Yazıtların Yunan demokrasisi ile ilgili bilgi edinmemizde büyük rolleri vardır. Atina’daki demokratik hükümet formu nedeniyle halk kayıtlarına geniş ölçüde ihtiyaç vardır. Antik Yunanistan’da yazıtlar bronz plakalara, taş üzerine, beyaz renkli tuğlalara yazılırdı İlk çağdan günümüze ulaşabilen yazıtları resmi ve özel olarak iki ana başlık altında inceleyebiliriz. Yazıtların sayıca az fakat daha önemli kısmını oluşturan resmi yazıtlar arasında yasaları, antlaşma metinlerini, finans işlerini içeren yazıları, resmi yapılardaki ithaf yazılarını, resmi adak ve onurlandırmaları sayabiliriz. Özel nitelikli yazıtların büyük bir çoğunluğunu, şüphesiz mezar yazıtları oluşturur. Ayrıca, kişisel adaklar, kölelerin özgürlük beratları, vasiyetnameler, onurlandırmalar, mülkiyet yazıtları, büyü ve lanetlemeler yer alır.
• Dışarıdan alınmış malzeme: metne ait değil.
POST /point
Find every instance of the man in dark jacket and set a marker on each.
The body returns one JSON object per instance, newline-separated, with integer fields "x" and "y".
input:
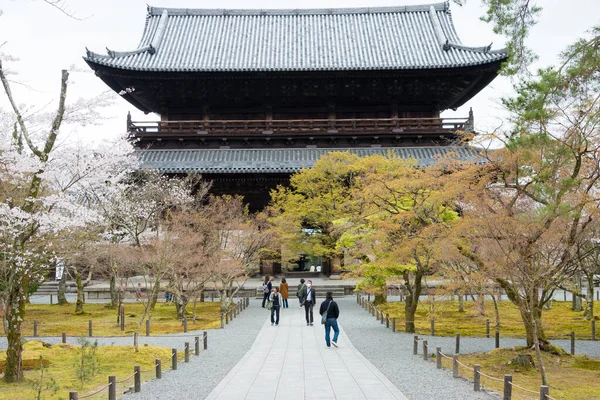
{"x": 267, "y": 285}
{"x": 333, "y": 312}
{"x": 309, "y": 299}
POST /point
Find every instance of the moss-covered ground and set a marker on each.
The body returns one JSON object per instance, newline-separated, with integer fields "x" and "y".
{"x": 61, "y": 362}
{"x": 558, "y": 321}
{"x": 569, "y": 377}
{"x": 55, "y": 319}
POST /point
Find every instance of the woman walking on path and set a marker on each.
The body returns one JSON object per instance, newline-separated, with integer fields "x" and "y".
{"x": 332, "y": 312}
{"x": 283, "y": 289}
{"x": 276, "y": 302}
{"x": 266, "y": 290}
{"x": 301, "y": 287}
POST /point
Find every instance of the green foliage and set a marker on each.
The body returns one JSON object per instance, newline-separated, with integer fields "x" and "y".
{"x": 87, "y": 365}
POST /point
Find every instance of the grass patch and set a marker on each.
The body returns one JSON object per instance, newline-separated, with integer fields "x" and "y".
{"x": 55, "y": 319}
{"x": 570, "y": 377}
{"x": 558, "y": 322}
{"x": 61, "y": 361}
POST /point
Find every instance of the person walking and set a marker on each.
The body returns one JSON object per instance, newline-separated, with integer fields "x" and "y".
{"x": 309, "y": 298}
{"x": 267, "y": 286}
{"x": 283, "y": 290}
{"x": 276, "y": 302}
{"x": 330, "y": 310}
{"x": 300, "y": 290}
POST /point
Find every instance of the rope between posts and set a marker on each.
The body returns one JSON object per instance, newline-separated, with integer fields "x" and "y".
{"x": 491, "y": 377}
{"x": 128, "y": 378}
{"x": 96, "y": 392}
{"x": 522, "y": 388}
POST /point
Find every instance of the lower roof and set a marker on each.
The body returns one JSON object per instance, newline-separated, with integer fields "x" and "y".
{"x": 287, "y": 161}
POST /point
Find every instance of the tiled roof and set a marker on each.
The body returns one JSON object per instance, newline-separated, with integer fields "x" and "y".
{"x": 409, "y": 37}
{"x": 221, "y": 161}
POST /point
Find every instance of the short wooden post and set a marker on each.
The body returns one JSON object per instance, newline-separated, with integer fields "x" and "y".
{"x": 572, "y": 343}
{"x": 457, "y": 347}
{"x": 112, "y": 388}
{"x": 507, "y": 387}
{"x": 455, "y": 365}
{"x": 544, "y": 392}
{"x": 158, "y": 369}
{"x": 137, "y": 379}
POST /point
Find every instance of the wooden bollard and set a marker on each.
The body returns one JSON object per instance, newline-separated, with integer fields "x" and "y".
{"x": 572, "y": 343}
{"x": 158, "y": 369}
{"x": 457, "y": 347}
{"x": 507, "y": 387}
{"x": 137, "y": 379}
{"x": 455, "y": 365}
{"x": 112, "y": 388}
{"x": 476, "y": 378}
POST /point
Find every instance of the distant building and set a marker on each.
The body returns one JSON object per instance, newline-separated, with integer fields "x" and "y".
{"x": 248, "y": 97}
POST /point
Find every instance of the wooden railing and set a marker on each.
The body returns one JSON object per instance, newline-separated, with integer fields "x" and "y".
{"x": 298, "y": 126}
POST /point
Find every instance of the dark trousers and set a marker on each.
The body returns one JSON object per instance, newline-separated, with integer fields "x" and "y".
{"x": 275, "y": 314}
{"x": 308, "y": 306}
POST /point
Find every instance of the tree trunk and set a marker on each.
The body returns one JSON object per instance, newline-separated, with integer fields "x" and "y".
{"x": 62, "y": 299}
{"x": 15, "y": 313}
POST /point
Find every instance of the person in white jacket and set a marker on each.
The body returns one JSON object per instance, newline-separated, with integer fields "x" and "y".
{"x": 276, "y": 302}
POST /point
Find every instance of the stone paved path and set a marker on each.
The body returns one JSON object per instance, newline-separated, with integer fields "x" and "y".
{"x": 291, "y": 361}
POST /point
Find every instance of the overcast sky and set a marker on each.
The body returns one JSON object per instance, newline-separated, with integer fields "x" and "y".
{"x": 45, "y": 41}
Taş üzerine yazılan yazıtlar; kanunları, meclisten geçen yasaları, şehirler arası bağlantıları ve ilişkileri, savaş anılarını, tapınaklara ait mal listelerini, çeşitli spor müsabakaları ve kazananların isimlerini, satılık mal listelerini, gelir ve vakıf kayıtlarını içerir. Ancak hiçbir bölgenin yazıtı Atina’daki yazıtlar gibi numaralandırılmamışlardır. Ordu için istenen kişilerin listesi beyaz renkli tahtalara yazılır ve Agora’da gösterilirdi. Diğer kayıtlar da papirüslere yazılır ve Metroon adı verilen tanrıların anası mabedinde saklanırdı. Metroon, Agora’da meclisin yanında yer alır. Burası, halk tarafından da kullanılabilen ve halka hizmet eden bir arşiv görevini görür. Atina, yüksek kalitedeki mermere ulaşabiliyordu. Bu mermer sadece yazıtlarda değil, heykel ve bir takım mimari öğelerde de kullanılıyordu. Uygun mermer ocağı bulunmayan bazı şehirlerde kayıtlar, bronz plakalara kazınır ve bu plakalar da asılırdı. Zengin ve yetkili kişiler, sahip oldukları şeyler için tanrılara teşekkür ya da adak içerikli yazıtlar sunarlardı. Ayrıca çanak – çömlek ve vazo boyacıları da imzalarını eserlerinin üzerine atarlardı. Çok sayıda yazıtın birlikte incelendiği epigrafik yayınlarda, yazıtların genellikle konularına göre gruplara ayrıldığı ve her grubun kronolojik bir düzen içinde sunulmasına özen gösterildiği gözlenir. Örneğin, çok sayıda mezar yazıtı içeren yazıt koleksiyonlarında, bu yazıtların ölü adlarının alfabetik bir sıraya göre sıralanması mümkündür. Niteliği anlaşılamayan yazıtlar Fragmenta Incerta adı altında bir başlıkta toplanır.YAZIT TÜRLERİ
- 1) Yasalar, Dekretler DECRETA
- 2) Onur Yazıtları TİTULİ HONORARİİ
- 3) Adaklar DEDİCATİONES
- 4) Mezar Yazıtları TİTULİ SEPULCRALES
- 5) Kataloglar, Listeler KATALOGİ
- 6) Bina Yazıtları TİTULİ AGONİSTİCİ
- 7) Mil Taşları MİLİARİA
- 8) Agnostik, Sportif Yazıtlar TİTULİ AGONİSTİCİ
- 9) Sınır Yazıtları TERMİNİ
- 10) Sanatçı İmzaları SİGNATURE ARTİFİCUM
- 11) Büyü ve Lanetlemeler TABELLAE DEFİXİONUM
- 12) Mektuplar EPİSTULAE
Antik kaynaklar bize eski Yunan ve Romalıların bir takvim kullandıklarını ve bu takvimde her ayın 29 ve ya 30 gün sürdüğünü gösterir. Bu takvimdeki ay isimleri, doğa olayları ve ya tanrı ve imparator isimlerinden aldıkları görülür. Bu takvim sisteminin en belirgin özelliği, her bölge ya da kentin önemli bir olayı takvim başlangıcı yani Era olarak kabul edilmesidir. Antik dönemde Yunanlılar hiçbir zaman ortak bir Era kullanmamışlardır.
ÖNEMLİ “ERA” LAR :
- Troia Savaşları Erası : M.Ö.1184 / İlk kaz Eratosthenes tarafından kullanılmıştır. * Olimpia Erası : M.Ö. 776 / İlk kez Timaios tarafından kullanılmış ve onu Polybios, Halikarnassos’lu Dionysos ve Pausanias izlemişleridir.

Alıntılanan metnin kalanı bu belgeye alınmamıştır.